Researchers have unveiled a ground-breaking application of machine learning set to transform pelvic fracture surgery.
The innovation promises to enhance the treatment of injuries frequently incurred in car accidents.
Thanks to a collaborative effort between the Johns Hopkins University’s Whiting School of Engineering and the School of Medicine in the US, a cutting-edge approach called Pelphix has been introduced that utilises surgical phase recognition (SPR) powered by machine learning.
SPR identifies distinct stages within a surgical procedure, facilitating insights into workflow efficiency, surgical team proficiency, error rates and more.
Presented at the 26th International Conference on Medical Image Computing and Computer-Assisted Intervention in Vancouver, Pelphix aims to optimise pelvic fracture surgeries.
Benjamin Killeen, a member of the research team from the Department of Computer Science, highlighted the potential for reducing radiation exposure and shortening procedure durations via this novel approach.
The novelty of Pelphix, he says, lies in its integration of SPR into X-ray-guided procedures.
Typically, SPR analyses full-colour endoscopic videos, neglecting X-ray imaging despite its prevalence in various procedures such as orthopaedic surgery, interventional radiology and angiology.
The team pioneered their training dataset to bridge this gap, using synthetic data and deep neural networks to simulate surgical workflows and X-ray sequences.

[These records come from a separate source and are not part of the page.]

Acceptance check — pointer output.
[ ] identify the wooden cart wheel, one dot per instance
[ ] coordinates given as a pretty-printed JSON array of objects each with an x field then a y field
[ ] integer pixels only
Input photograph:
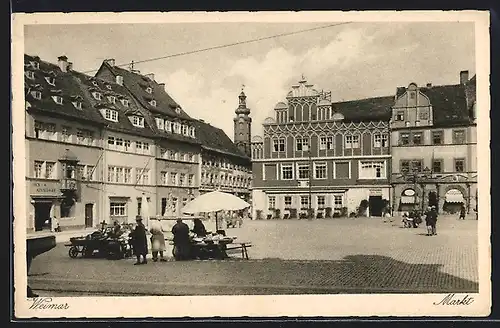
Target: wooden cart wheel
[{"x": 73, "y": 252}]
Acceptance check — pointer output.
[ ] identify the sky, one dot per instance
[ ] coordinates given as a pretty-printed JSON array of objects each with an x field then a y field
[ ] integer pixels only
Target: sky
[{"x": 353, "y": 61}]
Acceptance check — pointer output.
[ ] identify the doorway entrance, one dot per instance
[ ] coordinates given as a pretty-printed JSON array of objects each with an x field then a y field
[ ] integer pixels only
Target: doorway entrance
[
  {"x": 376, "y": 205},
  {"x": 42, "y": 214},
  {"x": 89, "y": 215}
]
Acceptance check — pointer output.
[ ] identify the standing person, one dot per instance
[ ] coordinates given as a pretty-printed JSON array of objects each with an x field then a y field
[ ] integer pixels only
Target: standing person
[
  {"x": 181, "y": 240},
  {"x": 462, "y": 212},
  {"x": 140, "y": 242},
  {"x": 157, "y": 239}
]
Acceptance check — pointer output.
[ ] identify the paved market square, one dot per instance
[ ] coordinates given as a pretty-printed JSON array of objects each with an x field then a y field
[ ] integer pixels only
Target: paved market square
[{"x": 362, "y": 255}]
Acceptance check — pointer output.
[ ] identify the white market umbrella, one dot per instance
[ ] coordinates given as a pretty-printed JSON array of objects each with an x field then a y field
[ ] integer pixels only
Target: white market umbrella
[
  {"x": 145, "y": 210},
  {"x": 214, "y": 201}
]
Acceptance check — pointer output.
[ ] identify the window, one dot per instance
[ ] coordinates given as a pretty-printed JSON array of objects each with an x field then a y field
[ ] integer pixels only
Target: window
[
  {"x": 459, "y": 136},
  {"x": 286, "y": 172},
  {"x": 380, "y": 140},
  {"x": 111, "y": 115},
  {"x": 301, "y": 144},
  {"x": 404, "y": 138},
  {"x": 337, "y": 201},
  {"x": 320, "y": 200},
  {"x": 36, "y": 94},
  {"x": 97, "y": 95},
  {"x": 437, "y": 137},
  {"x": 173, "y": 178},
  {"x": 351, "y": 142},
  {"x": 304, "y": 202},
  {"x": 137, "y": 121},
  {"x": 117, "y": 209},
  {"x": 326, "y": 143},
  {"x": 437, "y": 166},
  {"x": 279, "y": 145},
  {"x": 160, "y": 123},
  {"x": 460, "y": 165},
  {"x": 417, "y": 138},
  {"x": 372, "y": 170},
  {"x": 303, "y": 171},
  {"x": 65, "y": 134},
  {"x": 58, "y": 100},
  {"x": 272, "y": 202},
  {"x": 320, "y": 171}
]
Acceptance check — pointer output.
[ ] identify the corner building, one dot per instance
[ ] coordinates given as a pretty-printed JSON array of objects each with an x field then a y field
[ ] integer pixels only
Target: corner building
[{"x": 331, "y": 157}]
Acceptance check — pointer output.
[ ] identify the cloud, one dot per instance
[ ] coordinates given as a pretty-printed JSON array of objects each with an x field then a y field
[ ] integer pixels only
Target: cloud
[{"x": 267, "y": 80}]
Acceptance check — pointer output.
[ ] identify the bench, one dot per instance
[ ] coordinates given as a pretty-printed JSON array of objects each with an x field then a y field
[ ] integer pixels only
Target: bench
[{"x": 239, "y": 245}]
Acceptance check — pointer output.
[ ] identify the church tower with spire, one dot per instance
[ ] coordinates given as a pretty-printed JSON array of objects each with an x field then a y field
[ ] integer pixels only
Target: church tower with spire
[{"x": 243, "y": 125}]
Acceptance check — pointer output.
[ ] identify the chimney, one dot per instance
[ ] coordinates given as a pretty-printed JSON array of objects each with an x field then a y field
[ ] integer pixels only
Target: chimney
[
  {"x": 119, "y": 79},
  {"x": 62, "y": 61},
  {"x": 464, "y": 77},
  {"x": 110, "y": 62}
]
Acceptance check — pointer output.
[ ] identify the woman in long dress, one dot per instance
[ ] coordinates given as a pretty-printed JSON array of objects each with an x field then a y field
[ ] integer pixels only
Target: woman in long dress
[{"x": 157, "y": 239}]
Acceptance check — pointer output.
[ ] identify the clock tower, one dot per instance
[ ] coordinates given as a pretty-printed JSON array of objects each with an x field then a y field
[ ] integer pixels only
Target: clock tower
[{"x": 243, "y": 125}]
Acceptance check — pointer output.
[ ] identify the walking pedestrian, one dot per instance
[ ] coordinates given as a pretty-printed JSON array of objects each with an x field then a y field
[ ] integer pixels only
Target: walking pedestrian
[
  {"x": 157, "y": 239},
  {"x": 462, "y": 212},
  {"x": 139, "y": 242}
]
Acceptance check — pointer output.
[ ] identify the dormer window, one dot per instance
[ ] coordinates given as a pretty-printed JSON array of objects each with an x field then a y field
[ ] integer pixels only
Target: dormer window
[
  {"x": 30, "y": 75},
  {"x": 110, "y": 114},
  {"x": 77, "y": 104},
  {"x": 137, "y": 121},
  {"x": 50, "y": 80},
  {"x": 160, "y": 123},
  {"x": 97, "y": 95},
  {"x": 36, "y": 94},
  {"x": 57, "y": 99}
]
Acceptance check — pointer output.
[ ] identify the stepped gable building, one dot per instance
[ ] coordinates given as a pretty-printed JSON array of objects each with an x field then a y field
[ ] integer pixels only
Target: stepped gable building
[
  {"x": 63, "y": 147},
  {"x": 224, "y": 166},
  {"x": 323, "y": 157},
  {"x": 434, "y": 140},
  {"x": 177, "y": 149}
]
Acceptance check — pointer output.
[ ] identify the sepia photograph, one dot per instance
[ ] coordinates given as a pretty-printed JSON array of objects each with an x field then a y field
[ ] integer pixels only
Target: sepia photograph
[{"x": 279, "y": 164}]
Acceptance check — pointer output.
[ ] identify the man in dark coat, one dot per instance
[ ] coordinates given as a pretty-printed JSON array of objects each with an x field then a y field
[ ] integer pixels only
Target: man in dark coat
[
  {"x": 140, "y": 242},
  {"x": 181, "y": 240}
]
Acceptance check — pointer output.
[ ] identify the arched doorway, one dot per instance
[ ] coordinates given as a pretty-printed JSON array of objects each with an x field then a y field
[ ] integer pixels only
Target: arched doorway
[
  {"x": 409, "y": 200},
  {"x": 454, "y": 200}
]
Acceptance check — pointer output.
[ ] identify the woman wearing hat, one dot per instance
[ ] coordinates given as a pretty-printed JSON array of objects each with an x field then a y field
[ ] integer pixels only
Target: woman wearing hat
[{"x": 140, "y": 242}]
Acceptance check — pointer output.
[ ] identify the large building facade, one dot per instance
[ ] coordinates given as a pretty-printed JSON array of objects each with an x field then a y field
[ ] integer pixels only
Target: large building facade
[
  {"x": 433, "y": 136},
  {"x": 323, "y": 157}
]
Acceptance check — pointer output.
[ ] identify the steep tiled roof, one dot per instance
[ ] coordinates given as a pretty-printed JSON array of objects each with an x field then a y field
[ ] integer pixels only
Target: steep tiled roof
[
  {"x": 137, "y": 85},
  {"x": 449, "y": 104},
  {"x": 216, "y": 139},
  {"x": 370, "y": 109},
  {"x": 91, "y": 84},
  {"x": 65, "y": 86}
]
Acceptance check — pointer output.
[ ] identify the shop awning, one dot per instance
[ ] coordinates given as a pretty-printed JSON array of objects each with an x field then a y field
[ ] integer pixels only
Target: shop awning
[
  {"x": 407, "y": 199},
  {"x": 454, "y": 198}
]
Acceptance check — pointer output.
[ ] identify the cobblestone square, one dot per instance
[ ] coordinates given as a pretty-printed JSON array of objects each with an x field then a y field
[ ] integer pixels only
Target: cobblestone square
[{"x": 289, "y": 257}]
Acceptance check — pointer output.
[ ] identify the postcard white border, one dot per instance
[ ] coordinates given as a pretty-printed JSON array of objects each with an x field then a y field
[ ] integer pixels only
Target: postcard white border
[{"x": 255, "y": 306}]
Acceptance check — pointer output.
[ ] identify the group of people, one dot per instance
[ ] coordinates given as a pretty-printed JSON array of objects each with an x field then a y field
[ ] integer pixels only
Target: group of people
[{"x": 181, "y": 239}]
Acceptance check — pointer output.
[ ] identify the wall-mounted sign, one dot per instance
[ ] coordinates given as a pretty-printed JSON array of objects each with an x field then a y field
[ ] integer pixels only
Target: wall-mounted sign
[
  {"x": 45, "y": 188},
  {"x": 409, "y": 192}
]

Killeen emphasised their simulation’s fidelity to actual surgical scenarios, enabling the training of a machine learning-powered SPR algorithm specifically for X-ray sequences.
He said: ‘We simulated not only the visual appearance of images but also the dynamics of surgical workflows in X-ray to provide a viable alternative to real image sources – and then we set out to show that this approach transfers to the real world.’
Validated through cadaver experiments, Pelphix demonstrated its viability for real-world application, paving the way for future algorithms to leverage these simulations for pretraining.
Moving forward, the team is gathering patient data for extensive validation. Killeen outlined plans.
Killen added: ‘The next step in this research is to refine the workflow structure based on our initial results and deploy more advanced algorithms on large-scale datasets of X-ray images collected from patient procedures. In the long term, this work is a first step toward obtaining insights into the science of orthopaedic surgery from a big data perspective.’
The collaborative effort includes key figures such as Russell Taylor, Greg Osgood, Mehran Armand, Jan Mangulabnan and Han Zhang from various departments and labs within Johns Hopkins University.
This breakthrough promises to revolutionise surgical data science, emphasising the routine collection and interpretation of X-ray data.